歌舞伎の『建礼門院』での建礼門院徳子と右京大夫の語らいをもう一度おさらいした。右京大夫は自分が資盛の後をどうして追わなかったのか、母の病を理由にして逃れようとしたのではないか、と自分をさげすむ。それに対し建礼門院は資盛の最後の様子を語る。<資盛は美しく死んでくれました。最後と決まると都の空を眺め、右京と呼んでいるのを私に聞かれ頬を赤らめておりました。><もう一度会いたかったのであろう。>

小説を読んでいる前と後では、台詞の厚みが全然違う。

歌舞伎ではこの場に後白河法皇が御幸されるのであるが、『平家物語』の「大原御幸」には右京は登場しないし、小説「建礼門院右京大夫」では右京は大原を訪ねるが、後白河法皇が大原御幸したという記述はない。
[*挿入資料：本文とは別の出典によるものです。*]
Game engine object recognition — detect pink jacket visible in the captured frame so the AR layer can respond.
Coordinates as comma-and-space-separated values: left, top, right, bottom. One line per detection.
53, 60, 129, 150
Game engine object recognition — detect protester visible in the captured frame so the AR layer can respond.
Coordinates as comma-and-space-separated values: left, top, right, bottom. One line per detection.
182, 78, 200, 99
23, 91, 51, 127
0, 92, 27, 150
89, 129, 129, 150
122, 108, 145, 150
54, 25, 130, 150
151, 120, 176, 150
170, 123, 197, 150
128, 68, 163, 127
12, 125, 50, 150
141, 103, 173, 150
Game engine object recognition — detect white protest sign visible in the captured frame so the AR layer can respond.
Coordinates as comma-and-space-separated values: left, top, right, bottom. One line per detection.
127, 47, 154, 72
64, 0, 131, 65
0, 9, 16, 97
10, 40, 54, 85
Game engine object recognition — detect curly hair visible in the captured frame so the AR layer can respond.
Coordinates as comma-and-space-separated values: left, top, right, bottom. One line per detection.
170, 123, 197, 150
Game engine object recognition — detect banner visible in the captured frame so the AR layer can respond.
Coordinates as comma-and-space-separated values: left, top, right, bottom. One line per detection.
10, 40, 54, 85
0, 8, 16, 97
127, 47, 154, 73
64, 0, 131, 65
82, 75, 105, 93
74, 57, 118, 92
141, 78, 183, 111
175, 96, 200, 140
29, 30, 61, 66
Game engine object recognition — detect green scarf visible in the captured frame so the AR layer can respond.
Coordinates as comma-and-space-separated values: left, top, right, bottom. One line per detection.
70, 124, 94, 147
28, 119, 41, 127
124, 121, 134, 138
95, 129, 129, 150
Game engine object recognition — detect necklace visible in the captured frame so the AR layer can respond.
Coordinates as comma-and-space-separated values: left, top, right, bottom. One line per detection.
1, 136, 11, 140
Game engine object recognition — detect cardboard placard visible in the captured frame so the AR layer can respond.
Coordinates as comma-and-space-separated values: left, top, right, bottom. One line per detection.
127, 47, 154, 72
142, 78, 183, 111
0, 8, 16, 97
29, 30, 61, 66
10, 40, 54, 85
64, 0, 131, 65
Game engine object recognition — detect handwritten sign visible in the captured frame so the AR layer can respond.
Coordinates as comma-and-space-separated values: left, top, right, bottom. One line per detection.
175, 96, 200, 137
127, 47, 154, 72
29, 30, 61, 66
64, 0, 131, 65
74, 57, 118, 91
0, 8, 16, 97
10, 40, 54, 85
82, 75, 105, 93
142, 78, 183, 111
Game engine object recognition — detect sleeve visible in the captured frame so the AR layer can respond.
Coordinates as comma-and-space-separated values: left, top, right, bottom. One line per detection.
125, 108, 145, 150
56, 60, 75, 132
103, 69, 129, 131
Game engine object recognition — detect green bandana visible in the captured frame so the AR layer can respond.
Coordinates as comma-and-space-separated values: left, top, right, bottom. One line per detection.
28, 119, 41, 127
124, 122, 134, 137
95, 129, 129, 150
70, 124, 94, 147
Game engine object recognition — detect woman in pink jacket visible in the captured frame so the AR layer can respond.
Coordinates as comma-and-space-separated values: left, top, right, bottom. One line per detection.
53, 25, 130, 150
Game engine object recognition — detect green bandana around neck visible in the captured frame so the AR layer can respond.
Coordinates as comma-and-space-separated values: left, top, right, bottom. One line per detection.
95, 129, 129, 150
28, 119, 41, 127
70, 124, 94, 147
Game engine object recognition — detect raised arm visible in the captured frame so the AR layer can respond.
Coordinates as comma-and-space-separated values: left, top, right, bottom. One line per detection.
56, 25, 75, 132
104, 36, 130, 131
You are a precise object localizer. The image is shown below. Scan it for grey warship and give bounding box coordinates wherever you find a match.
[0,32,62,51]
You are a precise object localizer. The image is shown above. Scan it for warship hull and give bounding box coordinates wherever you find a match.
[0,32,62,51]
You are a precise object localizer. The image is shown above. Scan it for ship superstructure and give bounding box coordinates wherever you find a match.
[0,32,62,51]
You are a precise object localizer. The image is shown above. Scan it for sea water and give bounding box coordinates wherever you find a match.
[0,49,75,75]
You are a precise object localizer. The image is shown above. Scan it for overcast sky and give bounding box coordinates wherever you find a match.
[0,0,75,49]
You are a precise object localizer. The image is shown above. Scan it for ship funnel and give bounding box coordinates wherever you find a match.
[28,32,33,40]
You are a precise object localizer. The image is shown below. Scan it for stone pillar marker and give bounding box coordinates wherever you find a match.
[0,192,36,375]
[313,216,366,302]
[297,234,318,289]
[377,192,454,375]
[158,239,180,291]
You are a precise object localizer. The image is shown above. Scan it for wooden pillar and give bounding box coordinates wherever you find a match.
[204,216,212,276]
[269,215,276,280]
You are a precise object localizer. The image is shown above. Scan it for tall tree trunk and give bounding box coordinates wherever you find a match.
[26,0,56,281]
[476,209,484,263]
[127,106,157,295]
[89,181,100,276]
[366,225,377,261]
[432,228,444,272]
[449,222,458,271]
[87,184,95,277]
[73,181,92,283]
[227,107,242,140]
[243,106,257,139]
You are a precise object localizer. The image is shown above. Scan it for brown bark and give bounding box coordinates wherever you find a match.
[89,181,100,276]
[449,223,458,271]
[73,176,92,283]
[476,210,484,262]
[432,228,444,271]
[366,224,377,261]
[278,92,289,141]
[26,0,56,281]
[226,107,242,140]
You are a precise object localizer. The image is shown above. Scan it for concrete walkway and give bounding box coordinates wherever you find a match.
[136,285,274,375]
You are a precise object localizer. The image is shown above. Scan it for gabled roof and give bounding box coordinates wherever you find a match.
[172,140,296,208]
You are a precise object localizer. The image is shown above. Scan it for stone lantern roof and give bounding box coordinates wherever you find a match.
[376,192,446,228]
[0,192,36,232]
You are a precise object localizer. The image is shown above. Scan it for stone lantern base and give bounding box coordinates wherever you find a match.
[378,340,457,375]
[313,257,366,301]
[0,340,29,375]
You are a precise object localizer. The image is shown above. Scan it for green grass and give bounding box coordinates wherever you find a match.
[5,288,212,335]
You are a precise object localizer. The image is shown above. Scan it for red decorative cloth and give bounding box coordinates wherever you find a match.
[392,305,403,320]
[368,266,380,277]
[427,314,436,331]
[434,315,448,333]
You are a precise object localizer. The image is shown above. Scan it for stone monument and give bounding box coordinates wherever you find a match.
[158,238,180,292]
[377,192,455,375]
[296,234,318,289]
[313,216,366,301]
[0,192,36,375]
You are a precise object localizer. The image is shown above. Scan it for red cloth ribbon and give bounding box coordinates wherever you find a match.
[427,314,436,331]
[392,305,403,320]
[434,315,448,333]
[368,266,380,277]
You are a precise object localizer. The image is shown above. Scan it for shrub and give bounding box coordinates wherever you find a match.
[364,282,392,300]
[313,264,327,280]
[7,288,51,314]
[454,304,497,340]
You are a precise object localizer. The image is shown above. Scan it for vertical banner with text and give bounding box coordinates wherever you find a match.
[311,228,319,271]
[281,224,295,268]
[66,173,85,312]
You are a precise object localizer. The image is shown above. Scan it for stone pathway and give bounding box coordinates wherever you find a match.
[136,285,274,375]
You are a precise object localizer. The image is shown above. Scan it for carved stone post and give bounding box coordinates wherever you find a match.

北條秀司さんの脚本は、建礼門院と右京、建礼門院と後白河法皇との対話で一層平家一門の悲哀と人間のどうすることも出来ない無常を劇的に強め救済へと導いている。

ここでもう一人<大原>で共通する登場人物がいる。大納言左局(だいなごんすけのつぼね)である。清盛の五男・重衡(しげひら)の正室で安徳帝の乳母であり、壇ノ浦で入水するが彼女も源氏の手で助けられてしまう。夫の重衡は<以仁王(もちひとおう)の乱>の時大将として鎮圧にあたり、その乱に加担した園城寺を攻め炎上させ、さらに園城寺に加担する奈良の東大寺・興福寺を攻め、奈良も炎上させ東大寺の大仏殿の二階に非難していた千余名の人を犠牲にする。

その重衡が一の谷の合戦で生け捕りにされる。彼はそこから京都、鎌倉へと送られ奈良の衆徒の要求で奈良に送られ斬首される。彼は鎌倉へ下る前、彼の希望で法然から戒律を授けられている(『平家物語』)が、実際には法然は重衡とあえるところにはいなっかたようである。(永井路子著「平家物語」)「建礼門院右京大夫」では、隆信が法然に帰依しての出家としており、どちらにせよこの時代に法然がでてきたのかと時代背景が記憶された。

『平家物語』では左局は壇ノ浦で助けられてから姉の所に同居し奈良に送られる重衡に会っている。そして打たれた首と体とを一つにして丁寧に葬っている。それを終え、建礼門院のそばで平家一門の菩提を弔うのである。そして阿波内侍と二人で建礼門院を見取られ仏事は忘れずにいとなみ、最後には二人とも、往生の素懐をとげたということである。